Forum Moderators: goodroi
On my website, I have about 5 pages that can be found only through a intranet site search. There is no link path to these pages. I can create a sitemap file if I wanted to. However, it'd certainly be easier if I could just put these statements into my robots.txt:
allow: http://www.example.com/mypage1.html
allow: http://www.example.com/mypage2.html
allow: http://www.example.com/mypage3.html
Will this work?
[edited by: engine at 4:40 pm (utc) on Sep. 11, 2007]
[edit reason] examplified [/edit]
Unfortunately, it's the robots exclusion protocol [robotstxt.org], and so you can't use robots.txt files as a pointer to content you want indexed.
A sitemap is your only option other than links, although personally I would link to the files from somewhere relevant.
That said, with all the adaptations to robots exclusion recently, maybe you just need to wait for a while ;)
However, on a complex site, where I need to document what IS allowed, I add those as comments.
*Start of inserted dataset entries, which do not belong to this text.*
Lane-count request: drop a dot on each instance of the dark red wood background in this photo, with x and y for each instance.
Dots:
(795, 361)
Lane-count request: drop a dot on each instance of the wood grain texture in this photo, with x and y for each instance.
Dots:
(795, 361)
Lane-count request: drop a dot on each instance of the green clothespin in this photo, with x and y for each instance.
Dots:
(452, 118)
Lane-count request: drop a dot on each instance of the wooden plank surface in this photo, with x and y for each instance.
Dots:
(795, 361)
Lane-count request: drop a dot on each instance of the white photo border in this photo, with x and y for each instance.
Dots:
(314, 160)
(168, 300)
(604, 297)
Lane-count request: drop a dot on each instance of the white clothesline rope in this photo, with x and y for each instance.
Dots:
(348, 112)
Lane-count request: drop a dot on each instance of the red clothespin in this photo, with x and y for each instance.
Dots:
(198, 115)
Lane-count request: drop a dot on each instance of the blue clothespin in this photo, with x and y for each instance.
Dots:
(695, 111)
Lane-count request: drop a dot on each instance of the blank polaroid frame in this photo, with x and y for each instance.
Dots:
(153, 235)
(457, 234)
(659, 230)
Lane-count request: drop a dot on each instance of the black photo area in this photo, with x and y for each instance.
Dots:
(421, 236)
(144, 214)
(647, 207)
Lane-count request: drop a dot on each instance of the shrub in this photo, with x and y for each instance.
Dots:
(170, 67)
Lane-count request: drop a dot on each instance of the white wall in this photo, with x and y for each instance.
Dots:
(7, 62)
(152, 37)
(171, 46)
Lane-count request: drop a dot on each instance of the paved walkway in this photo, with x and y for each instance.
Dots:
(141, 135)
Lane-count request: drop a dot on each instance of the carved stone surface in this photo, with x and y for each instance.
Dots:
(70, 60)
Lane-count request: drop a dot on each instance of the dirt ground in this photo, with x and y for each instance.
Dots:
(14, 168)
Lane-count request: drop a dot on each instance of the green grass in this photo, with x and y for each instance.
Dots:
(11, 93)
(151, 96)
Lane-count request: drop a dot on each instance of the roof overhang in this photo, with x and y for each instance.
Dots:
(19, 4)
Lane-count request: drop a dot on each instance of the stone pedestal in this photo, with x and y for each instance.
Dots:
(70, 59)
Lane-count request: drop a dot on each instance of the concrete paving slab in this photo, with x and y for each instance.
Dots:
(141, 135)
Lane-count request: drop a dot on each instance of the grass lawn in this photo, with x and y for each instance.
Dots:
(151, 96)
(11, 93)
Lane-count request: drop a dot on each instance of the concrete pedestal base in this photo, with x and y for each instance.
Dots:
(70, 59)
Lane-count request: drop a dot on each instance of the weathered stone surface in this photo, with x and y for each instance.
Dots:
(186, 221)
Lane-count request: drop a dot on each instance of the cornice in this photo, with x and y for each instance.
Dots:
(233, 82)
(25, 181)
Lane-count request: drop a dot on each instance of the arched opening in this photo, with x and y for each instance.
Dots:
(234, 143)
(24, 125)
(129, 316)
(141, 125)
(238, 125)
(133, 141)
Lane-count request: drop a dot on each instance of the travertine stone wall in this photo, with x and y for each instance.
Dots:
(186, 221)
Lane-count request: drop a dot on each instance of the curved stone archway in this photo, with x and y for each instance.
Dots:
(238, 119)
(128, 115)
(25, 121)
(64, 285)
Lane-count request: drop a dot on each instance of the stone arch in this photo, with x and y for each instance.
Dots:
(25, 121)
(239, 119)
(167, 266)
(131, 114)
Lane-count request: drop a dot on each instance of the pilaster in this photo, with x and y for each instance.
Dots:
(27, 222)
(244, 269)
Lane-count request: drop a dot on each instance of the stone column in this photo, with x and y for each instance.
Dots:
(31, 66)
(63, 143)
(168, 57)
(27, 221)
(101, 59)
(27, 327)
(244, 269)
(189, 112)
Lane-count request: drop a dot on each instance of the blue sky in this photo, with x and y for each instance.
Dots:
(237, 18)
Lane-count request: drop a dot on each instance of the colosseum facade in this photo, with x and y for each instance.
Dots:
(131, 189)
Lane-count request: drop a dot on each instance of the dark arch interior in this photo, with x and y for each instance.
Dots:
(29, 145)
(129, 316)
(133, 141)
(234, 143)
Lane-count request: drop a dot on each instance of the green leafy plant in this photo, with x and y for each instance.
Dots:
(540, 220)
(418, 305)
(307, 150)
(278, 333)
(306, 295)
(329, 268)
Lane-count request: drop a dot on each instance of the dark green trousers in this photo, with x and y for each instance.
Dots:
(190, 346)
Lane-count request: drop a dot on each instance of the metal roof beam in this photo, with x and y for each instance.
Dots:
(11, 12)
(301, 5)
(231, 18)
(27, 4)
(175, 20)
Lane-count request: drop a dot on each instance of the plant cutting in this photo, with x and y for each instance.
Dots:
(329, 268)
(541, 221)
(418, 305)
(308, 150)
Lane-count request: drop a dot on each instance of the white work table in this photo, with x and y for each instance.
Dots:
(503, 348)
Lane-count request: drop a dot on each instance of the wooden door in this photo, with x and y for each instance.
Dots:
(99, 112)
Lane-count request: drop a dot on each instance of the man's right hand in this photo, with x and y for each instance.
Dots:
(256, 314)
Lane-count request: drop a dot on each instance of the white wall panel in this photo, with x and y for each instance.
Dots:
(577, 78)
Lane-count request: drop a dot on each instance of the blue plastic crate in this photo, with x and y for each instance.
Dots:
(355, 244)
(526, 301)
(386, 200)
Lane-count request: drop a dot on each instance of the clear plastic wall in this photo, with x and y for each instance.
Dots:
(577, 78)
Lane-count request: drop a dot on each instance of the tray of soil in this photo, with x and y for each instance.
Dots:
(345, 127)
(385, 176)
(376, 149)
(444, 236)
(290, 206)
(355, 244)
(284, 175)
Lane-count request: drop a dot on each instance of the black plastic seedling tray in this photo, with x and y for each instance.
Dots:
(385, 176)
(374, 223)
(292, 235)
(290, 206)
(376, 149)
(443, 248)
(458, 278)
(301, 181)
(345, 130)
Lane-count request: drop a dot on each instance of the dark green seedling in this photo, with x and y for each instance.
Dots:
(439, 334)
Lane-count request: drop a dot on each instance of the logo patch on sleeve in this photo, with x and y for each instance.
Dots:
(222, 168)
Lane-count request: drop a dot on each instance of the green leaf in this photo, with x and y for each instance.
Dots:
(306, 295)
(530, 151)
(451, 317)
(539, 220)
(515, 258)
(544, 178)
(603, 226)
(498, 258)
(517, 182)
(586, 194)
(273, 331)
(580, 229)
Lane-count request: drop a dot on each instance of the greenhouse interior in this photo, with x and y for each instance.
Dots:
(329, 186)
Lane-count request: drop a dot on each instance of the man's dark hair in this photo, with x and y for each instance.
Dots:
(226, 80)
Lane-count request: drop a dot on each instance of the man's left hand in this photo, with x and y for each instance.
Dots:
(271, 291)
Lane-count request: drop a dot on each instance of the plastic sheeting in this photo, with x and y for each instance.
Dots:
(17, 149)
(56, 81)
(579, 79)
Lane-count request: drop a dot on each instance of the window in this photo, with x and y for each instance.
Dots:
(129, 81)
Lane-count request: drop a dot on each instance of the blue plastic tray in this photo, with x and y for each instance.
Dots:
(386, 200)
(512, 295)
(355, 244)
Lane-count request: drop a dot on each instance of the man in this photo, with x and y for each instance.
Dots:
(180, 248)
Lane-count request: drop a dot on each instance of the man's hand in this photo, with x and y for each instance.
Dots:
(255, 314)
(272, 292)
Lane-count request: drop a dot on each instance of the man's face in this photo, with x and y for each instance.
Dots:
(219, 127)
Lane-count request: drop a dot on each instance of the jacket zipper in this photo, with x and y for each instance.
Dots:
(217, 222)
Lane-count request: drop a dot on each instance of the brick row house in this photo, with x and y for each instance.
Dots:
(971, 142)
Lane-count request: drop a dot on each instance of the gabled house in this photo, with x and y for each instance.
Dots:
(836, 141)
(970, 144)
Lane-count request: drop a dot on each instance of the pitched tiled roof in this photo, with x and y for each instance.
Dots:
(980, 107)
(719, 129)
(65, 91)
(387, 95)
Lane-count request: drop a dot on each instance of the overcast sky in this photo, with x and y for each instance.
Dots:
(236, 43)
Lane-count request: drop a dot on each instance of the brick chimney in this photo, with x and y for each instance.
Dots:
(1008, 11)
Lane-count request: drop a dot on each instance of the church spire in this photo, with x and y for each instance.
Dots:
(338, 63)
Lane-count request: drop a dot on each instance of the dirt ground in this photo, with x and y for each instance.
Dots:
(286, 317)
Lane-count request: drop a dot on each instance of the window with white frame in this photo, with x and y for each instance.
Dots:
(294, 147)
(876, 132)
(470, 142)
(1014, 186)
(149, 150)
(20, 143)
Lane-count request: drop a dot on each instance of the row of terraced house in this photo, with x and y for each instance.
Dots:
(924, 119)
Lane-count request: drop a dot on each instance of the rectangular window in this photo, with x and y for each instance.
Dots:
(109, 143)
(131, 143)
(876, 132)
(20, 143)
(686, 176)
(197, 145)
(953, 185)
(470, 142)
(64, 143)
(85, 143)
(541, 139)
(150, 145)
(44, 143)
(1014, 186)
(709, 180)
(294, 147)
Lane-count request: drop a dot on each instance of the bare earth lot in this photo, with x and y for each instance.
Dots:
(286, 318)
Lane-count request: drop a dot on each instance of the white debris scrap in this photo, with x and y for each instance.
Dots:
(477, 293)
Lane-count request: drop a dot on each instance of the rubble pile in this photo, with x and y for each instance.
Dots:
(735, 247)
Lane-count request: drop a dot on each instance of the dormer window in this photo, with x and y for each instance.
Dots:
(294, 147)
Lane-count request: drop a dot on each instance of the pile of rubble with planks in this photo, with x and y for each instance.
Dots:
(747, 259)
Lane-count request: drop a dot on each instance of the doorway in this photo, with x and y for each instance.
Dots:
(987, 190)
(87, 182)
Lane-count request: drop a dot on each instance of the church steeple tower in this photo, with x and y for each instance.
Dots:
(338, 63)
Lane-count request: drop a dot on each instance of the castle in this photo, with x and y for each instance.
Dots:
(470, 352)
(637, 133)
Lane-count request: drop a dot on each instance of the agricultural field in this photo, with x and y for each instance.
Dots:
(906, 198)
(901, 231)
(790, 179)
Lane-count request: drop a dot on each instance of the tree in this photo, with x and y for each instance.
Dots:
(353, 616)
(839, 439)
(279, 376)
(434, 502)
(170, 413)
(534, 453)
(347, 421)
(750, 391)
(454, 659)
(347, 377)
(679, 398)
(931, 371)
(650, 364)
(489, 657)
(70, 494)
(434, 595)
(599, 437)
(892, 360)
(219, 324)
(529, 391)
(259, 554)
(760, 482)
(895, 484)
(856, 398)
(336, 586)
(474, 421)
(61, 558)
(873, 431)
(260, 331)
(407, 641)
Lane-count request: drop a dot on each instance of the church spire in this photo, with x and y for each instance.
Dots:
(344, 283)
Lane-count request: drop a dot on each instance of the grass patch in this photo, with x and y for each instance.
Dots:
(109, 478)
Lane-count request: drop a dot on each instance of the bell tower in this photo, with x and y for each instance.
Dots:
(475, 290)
Disallow: /forum/forumdisplay.php?page
Disallow: /forum/forumdisplay.php?sort
Disallow: /forum/forumdisplay.php?order
Disallow: /forum/forumdisplay.php?pp
Disallow: /forum/forumdisplay.php?daysprune
Disallow: /forum/forumdisplay.php?do
# Allow: /forum/forumdisplay.php?f=
# Allow: /forum/forumdisplay.php
Disallow: /forum/showthread.php?mode
Disallow: /forum/showthread.php?goto
Disallow: /forum/showthread.php?post
Disallow: /forum/showthread.php?page
Disallow: /forum/showthread.php?pp
Disallow: /forum/showthread.php?p
# Allow: /forum/showthread.php?t=
# Allow: /forum/showthread.php
Disallow: /forum/profile.php?do
# Allow: /forum/profile.php
# Allow: /forum/external.php
# Allow: /forum/showprofile.php
# Allow: /forum/announcement.php
# Allow: /forum/faq.php
With TWO spaces after the # the URLs all align in a column for ease of readibility.